La Procura di Catania ha chiesto il rinvio a giudizio per due ambulanzieri accusati della morte di alcuni pazienti terminali dell’ospedale di Biancavilla. Si tratta di Davide Garofalo, già in carcere nell’ambito dell’inchiesta, e Agatino Scalisi. Nei loro confronti la pubblica accusa ipotizza responsabilità ben precise dietro la morte di almeno quattro pazienti: Salvatore Gagliano, Agatina Triscari, Salvatore Cadile per Davide Garofalo, Maria Giardina per Agatino Scalisi. L’udienza per decidere sul rinvio a giudizio si terrà nell’ottobre prossimo.
Il caso della cosiddetta “Ambulanza della morte” esplose nel dicembre dello scorso anno grazie alle ripetute inchieste della trasmissione Le Iene di Italia 1.
Secondo quanto ha raccontato una “gola profonda” che conosce da vicino il modus operandi, dentro l’ambulanza i pazienti venivano eliminati con una iniezione di aria nella vena del malato. All’accusa di omicidio volontario si aggiunge l’aggravante di avere favorito le consorterie mafiose della zona di Biancavilla (clan Mazzaglia-Toscano-Tomasello) e Adrano (clan Santangelo), già decimate dalle operazioni antimafia denominate “Onda d’urto” e “Reset”.
“I clan – ha spiegato il sostituto procuratore della Dda Andrea Bonomo – controllano la gestione delle onoranze funebri. I profitti che riguardano il trasporto in ambulanza sono di pertinenza degli ambulanzieri e del clan”.
Il personale non sanitario – si tratta , infatti, di ambulanze private – viene assunto su precisa indicazione dei clan. La presenza quotidiana di ambulanze private nell’ospedale di Biancavilla, come nel resto di quasi tutte le strutture ospedaliere del Catanese, viene tollerata dai medici e dai dirigenti sanitari.
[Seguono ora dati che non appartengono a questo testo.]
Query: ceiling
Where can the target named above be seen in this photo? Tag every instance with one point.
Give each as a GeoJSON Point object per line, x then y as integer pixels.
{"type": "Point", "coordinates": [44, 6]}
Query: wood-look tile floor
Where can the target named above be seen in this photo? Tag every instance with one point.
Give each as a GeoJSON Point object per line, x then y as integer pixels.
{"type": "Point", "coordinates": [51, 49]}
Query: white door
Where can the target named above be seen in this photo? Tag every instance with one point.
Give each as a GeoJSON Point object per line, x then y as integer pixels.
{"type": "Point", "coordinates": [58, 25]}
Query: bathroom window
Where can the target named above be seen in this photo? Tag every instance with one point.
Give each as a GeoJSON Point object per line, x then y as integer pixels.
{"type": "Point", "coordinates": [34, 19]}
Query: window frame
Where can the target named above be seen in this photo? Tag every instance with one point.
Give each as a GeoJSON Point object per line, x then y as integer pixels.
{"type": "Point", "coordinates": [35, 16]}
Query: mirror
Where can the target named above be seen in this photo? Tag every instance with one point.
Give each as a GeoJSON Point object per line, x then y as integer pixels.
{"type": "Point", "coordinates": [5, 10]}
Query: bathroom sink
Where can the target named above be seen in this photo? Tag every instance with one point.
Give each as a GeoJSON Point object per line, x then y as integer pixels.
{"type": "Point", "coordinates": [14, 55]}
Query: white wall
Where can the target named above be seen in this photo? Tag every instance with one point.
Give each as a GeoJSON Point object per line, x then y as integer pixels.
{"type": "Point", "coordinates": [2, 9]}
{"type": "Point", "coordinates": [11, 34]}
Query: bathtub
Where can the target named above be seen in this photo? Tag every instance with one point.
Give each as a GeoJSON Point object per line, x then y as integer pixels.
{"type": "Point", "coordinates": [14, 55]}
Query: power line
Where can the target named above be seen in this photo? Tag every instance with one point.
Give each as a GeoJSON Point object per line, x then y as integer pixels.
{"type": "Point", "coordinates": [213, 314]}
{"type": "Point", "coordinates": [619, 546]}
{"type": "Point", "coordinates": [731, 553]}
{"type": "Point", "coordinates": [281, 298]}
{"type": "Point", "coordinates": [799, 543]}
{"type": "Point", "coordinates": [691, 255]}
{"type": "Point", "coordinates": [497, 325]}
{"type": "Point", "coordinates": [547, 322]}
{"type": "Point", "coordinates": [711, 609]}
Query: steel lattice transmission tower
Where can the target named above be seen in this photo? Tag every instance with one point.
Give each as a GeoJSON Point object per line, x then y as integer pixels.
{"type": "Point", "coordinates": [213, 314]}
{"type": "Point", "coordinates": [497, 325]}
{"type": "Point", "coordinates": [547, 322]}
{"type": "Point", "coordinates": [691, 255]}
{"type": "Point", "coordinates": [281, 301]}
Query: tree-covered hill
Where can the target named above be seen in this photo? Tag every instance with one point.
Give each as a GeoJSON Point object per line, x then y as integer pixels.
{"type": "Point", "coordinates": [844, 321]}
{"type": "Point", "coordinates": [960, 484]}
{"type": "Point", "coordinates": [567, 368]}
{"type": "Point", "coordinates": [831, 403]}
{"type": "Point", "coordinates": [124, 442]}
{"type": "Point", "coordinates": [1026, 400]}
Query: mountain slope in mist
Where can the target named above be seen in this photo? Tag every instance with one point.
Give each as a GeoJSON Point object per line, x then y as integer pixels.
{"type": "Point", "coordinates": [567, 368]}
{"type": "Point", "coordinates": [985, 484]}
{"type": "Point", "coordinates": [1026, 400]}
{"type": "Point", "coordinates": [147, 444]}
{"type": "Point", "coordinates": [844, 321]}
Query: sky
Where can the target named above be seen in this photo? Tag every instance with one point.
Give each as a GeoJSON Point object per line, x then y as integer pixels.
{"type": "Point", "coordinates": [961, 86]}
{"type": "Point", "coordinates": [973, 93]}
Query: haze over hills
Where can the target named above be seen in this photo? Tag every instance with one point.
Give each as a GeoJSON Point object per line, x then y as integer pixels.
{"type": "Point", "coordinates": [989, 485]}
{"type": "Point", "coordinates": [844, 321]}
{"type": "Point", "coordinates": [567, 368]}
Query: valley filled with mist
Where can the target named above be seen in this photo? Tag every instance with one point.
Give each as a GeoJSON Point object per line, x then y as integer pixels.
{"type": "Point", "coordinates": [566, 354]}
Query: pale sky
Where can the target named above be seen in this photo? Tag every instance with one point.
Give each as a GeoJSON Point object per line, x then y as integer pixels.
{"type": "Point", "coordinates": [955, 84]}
A Biancavilla il meccanismo si metteva in moto quando dall’ospedale “Maria SS. Addolorata” tornava a casa il malato in gravi condizioni, cui restava poco tempo da vivere. Una sorta di pietosa concessione ai familiari del paziente affinché il malato muoia tra le mura di casa propria. I medici, a quanto pare, erano all’oscuro di ciò che succedeva dentro l’ambulanza.
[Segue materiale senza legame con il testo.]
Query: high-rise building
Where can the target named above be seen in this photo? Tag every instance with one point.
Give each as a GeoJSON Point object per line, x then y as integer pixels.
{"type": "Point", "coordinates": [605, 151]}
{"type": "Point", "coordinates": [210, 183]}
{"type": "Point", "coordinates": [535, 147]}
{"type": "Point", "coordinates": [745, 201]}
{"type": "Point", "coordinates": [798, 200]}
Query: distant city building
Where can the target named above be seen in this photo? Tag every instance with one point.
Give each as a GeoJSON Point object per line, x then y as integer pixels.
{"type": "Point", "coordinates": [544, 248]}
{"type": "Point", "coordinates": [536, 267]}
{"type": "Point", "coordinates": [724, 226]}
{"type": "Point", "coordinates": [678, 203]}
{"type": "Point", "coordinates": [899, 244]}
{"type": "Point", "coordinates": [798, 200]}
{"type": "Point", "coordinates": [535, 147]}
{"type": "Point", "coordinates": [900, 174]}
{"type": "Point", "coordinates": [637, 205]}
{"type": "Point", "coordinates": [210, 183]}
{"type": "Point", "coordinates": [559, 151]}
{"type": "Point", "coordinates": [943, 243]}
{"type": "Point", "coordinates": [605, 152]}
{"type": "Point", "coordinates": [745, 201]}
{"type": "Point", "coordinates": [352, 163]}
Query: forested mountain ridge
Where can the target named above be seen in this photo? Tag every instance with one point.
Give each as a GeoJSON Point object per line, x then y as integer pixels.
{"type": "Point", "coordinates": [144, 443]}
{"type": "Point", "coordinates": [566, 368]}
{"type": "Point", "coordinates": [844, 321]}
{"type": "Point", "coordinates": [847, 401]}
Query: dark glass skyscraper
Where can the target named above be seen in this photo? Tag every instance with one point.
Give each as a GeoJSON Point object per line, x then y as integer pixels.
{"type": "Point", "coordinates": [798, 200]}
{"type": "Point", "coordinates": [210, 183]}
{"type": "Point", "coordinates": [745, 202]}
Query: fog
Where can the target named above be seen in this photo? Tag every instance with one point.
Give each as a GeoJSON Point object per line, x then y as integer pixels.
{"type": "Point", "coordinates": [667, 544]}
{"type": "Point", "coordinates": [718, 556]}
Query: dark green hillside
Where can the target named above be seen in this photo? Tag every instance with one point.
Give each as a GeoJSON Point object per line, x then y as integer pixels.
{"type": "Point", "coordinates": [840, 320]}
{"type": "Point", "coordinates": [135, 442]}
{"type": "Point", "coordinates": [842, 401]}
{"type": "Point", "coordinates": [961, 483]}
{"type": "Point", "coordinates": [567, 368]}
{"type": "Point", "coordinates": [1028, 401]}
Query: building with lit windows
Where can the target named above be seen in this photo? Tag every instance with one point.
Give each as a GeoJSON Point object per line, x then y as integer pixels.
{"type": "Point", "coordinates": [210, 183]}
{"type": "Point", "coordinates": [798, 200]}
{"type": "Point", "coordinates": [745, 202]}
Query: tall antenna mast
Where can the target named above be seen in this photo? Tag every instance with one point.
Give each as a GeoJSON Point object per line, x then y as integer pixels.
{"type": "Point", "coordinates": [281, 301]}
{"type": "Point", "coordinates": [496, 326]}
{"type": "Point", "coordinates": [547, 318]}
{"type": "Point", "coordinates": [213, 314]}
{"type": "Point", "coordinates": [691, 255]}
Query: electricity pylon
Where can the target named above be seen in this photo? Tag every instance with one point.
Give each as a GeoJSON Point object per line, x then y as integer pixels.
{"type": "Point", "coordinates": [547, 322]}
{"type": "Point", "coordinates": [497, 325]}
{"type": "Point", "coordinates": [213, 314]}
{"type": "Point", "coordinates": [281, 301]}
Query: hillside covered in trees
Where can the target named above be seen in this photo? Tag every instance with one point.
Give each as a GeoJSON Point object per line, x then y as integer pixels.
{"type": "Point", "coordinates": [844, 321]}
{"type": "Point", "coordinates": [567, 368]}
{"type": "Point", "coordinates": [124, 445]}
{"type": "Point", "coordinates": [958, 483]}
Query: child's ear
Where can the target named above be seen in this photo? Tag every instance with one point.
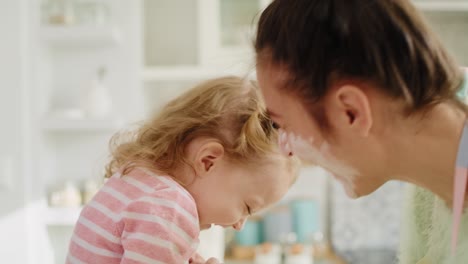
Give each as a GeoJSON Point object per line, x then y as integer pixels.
{"type": "Point", "coordinates": [208, 156]}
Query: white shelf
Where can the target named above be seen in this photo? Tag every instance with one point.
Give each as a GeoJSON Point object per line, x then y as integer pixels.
{"type": "Point", "coordinates": [186, 73]}
{"type": "Point", "coordinates": [176, 73]}
{"type": "Point", "coordinates": [61, 216]}
{"type": "Point", "coordinates": [80, 36]}
{"type": "Point", "coordinates": [81, 125]}
{"type": "Point", "coordinates": [448, 6]}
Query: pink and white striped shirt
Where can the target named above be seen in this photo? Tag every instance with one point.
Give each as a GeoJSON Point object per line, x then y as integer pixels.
{"type": "Point", "coordinates": [137, 218]}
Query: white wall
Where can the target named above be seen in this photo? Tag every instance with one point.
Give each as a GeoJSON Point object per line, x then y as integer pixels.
{"type": "Point", "coordinates": [13, 121]}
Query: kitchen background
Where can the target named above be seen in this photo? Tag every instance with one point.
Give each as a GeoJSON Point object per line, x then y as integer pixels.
{"type": "Point", "coordinates": [73, 72]}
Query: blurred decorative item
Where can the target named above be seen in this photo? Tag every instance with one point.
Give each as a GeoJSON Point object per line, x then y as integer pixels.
{"type": "Point", "coordinates": [98, 102]}
{"type": "Point", "coordinates": [306, 215]}
{"type": "Point", "coordinates": [243, 252]}
{"type": "Point", "coordinates": [251, 234]}
{"type": "Point", "coordinates": [67, 195]}
{"type": "Point", "coordinates": [268, 253]}
{"type": "Point", "coordinates": [92, 12]}
{"type": "Point", "coordinates": [75, 12]}
{"type": "Point", "coordinates": [212, 243]}
{"type": "Point", "coordinates": [298, 254]}
{"type": "Point", "coordinates": [277, 224]}
{"type": "Point", "coordinates": [58, 12]}
{"type": "Point", "coordinates": [90, 188]}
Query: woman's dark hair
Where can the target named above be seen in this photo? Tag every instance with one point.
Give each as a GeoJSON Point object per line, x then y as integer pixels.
{"type": "Point", "coordinates": [386, 42]}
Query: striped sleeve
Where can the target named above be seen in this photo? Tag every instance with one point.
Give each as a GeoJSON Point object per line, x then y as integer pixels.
{"type": "Point", "coordinates": [160, 228]}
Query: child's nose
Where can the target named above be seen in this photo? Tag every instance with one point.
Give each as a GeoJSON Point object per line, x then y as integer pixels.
{"type": "Point", "coordinates": [239, 225]}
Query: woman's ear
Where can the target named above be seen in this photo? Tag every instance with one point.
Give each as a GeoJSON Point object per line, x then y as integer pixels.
{"type": "Point", "coordinates": [208, 156]}
{"type": "Point", "coordinates": [351, 111]}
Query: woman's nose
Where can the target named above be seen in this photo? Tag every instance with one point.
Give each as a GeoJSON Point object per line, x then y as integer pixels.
{"type": "Point", "coordinates": [239, 225]}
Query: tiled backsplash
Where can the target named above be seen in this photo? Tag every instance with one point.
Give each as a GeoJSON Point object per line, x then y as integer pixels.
{"type": "Point", "coordinates": [369, 222]}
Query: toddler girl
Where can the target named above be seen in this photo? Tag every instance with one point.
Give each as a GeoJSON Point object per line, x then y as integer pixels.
{"type": "Point", "coordinates": [209, 157]}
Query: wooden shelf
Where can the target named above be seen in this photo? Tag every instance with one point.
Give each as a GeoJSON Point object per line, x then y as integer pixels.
{"type": "Point", "coordinates": [447, 6]}
{"type": "Point", "coordinates": [80, 36]}
{"type": "Point", "coordinates": [61, 216]}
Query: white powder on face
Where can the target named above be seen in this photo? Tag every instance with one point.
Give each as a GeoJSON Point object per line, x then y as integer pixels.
{"type": "Point", "coordinates": [321, 156]}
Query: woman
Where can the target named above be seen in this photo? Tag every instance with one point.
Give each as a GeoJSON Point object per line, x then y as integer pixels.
{"type": "Point", "coordinates": [366, 90]}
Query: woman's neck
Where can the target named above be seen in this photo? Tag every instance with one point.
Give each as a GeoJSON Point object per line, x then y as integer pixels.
{"type": "Point", "coordinates": [429, 148]}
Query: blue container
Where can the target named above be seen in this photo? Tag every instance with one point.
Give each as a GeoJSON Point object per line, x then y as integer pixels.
{"type": "Point", "coordinates": [277, 224]}
{"type": "Point", "coordinates": [250, 235]}
{"type": "Point", "coordinates": [306, 217]}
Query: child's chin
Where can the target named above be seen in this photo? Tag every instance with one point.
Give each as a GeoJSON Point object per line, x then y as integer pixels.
{"type": "Point", "coordinates": [205, 227]}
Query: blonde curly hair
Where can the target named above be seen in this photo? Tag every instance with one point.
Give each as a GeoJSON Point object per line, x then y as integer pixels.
{"type": "Point", "coordinates": [228, 109]}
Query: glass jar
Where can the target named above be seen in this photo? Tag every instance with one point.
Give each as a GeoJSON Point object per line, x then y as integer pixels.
{"type": "Point", "coordinates": [91, 12]}
{"type": "Point", "coordinates": [58, 12]}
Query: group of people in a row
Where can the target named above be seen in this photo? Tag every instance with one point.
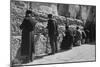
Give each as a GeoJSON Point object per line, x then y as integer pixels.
{"type": "Point", "coordinates": [70, 39]}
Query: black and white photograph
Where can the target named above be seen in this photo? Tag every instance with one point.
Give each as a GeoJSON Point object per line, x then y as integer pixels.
{"type": "Point", "coordinates": [43, 33]}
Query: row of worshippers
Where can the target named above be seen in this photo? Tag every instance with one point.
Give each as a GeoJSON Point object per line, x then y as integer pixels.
{"type": "Point", "coordinates": [28, 25]}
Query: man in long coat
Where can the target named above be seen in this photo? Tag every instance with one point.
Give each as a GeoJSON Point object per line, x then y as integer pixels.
{"type": "Point", "coordinates": [52, 33]}
{"type": "Point", "coordinates": [26, 45]}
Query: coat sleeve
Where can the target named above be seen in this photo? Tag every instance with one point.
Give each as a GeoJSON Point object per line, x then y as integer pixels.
{"type": "Point", "coordinates": [22, 25]}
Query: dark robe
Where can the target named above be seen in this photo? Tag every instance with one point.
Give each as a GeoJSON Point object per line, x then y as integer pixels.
{"type": "Point", "coordinates": [52, 33]}
{"type": "Point", "coordinates": [26, 45]}
{"type": "Point", "coordinates": [67, 41]}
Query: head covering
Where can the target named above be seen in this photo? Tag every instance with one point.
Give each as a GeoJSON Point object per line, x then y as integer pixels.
{"type": "Point", "coordinates": [77, 28]}
{"type": "Point", "coordinates": [49, 15]}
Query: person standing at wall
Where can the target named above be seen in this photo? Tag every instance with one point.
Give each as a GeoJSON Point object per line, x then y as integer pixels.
{"type": "Point", "coordinates": [52, 33]}
{"type": "Point", "coordinates": [27, 27]}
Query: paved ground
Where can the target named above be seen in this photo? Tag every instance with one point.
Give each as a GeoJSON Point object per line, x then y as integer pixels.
{"type": "Point", "coordinates": [76, 54]}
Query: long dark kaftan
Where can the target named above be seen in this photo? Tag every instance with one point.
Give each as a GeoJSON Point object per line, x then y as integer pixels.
{"type": "Point", "coordinates": [26, 45]}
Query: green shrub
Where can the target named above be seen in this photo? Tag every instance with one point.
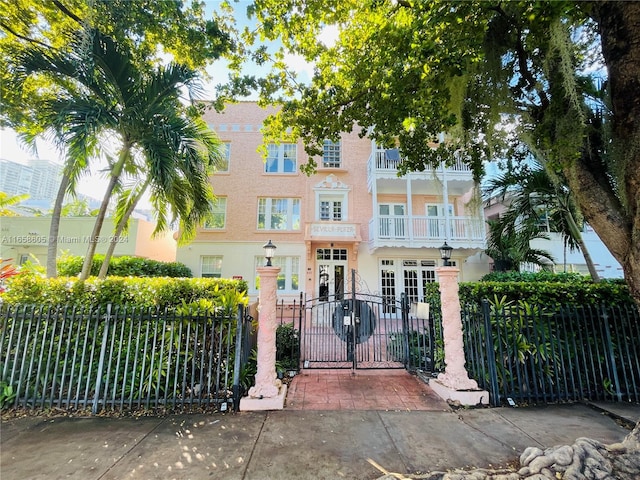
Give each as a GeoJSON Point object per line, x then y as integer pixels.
{"type": "Point", "coordinates": [549, 293]}
{"type": "Point", "coordinates": [542, 276]}
{"type": "Point", "coordinates": [133, 291]}
{"type": "Point", "coordinates": [125, 266]}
Dentro l’ambulanza quasi sempre c’era solo il barelliere che praticava la puntura in vena al malato provocandone la morte per embolia gassosa. La presenza di bolle all’interno della circolazione sanguigna provoca in un tempo ridotto il decesso del paziente.
“Con un assoluto disprezzo della vita umana, – hanno sottolineato i magistrati – veniva anticipata la morte delle persone perché il trasporto della salma innesca ulteriori guadagni”.
“Vestire” il morto e segnalarne la presenza ad una delle agenzie di pompe funebri del territorio aumentava gli introiti dei barellieri.